Taking a timely theme and looking at the way in which fraXses is helping organisations to move from the “rear mirror” view of static reporting, swiftly through the current ability to deliver real-time, streaming data analysis and into the predictive and prescriptive analytics.  

Descriptive analytics: means looking at historic data, ranging from 1 minute ago to years ago. It can be compared as looking in the rear mirror while driving.  Simply described as: “What has happened?”  Common examples of descriptive analytics are management reports providing information regarding sales, customers, operations, finance and to find correlations between the various variables.  Netflix for example uses descriptive analytics to find correlations among different movies that subscribers rent and to improve their recommendation engine they used historic sales and customer data.
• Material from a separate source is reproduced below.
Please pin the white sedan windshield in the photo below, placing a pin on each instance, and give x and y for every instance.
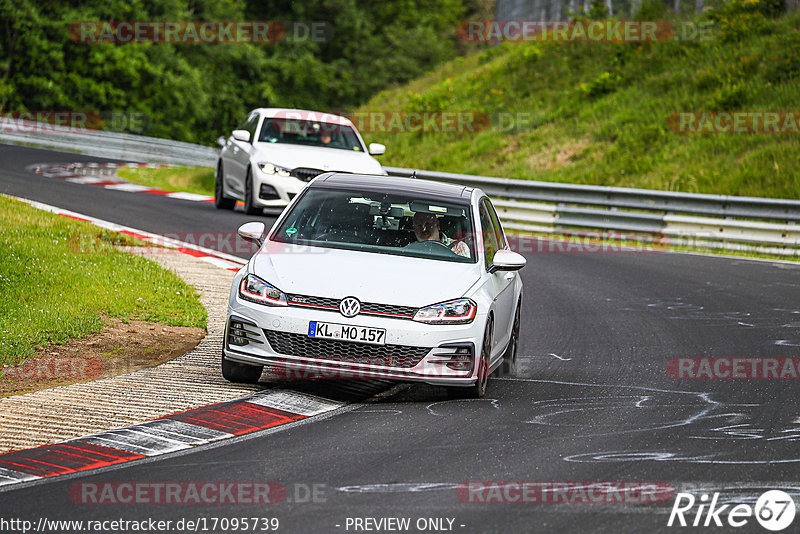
(381, 223)
(309, 133)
Predictive analytics:  Predictive analytics provides organisations with actionable insights based on data. It provides an estimation regarding the likelihood of a future outcome. In order to do this, a variety of techniques are used, such as machine learning, data mining, modelling and game theory. Predictive analytics can for example help to identify any risks or opportunities in the future. “What could happen?”  An example of predictive analytics is forecasting the demand for a certain region or customer segment and to adjust production based on the forecast.  

Prescriptive analytics: uses a combination of many different techniques and tools such as mathematical sciences, business rule algorithms, machine learning and computational modelling techniques as well as many different data sets ranging from historical and transactional data to public and social data sets. Prescriptive analytics attempts to see what the effect of future decisions will be in order to adjust the decisions before they are actually made.  What should we do?”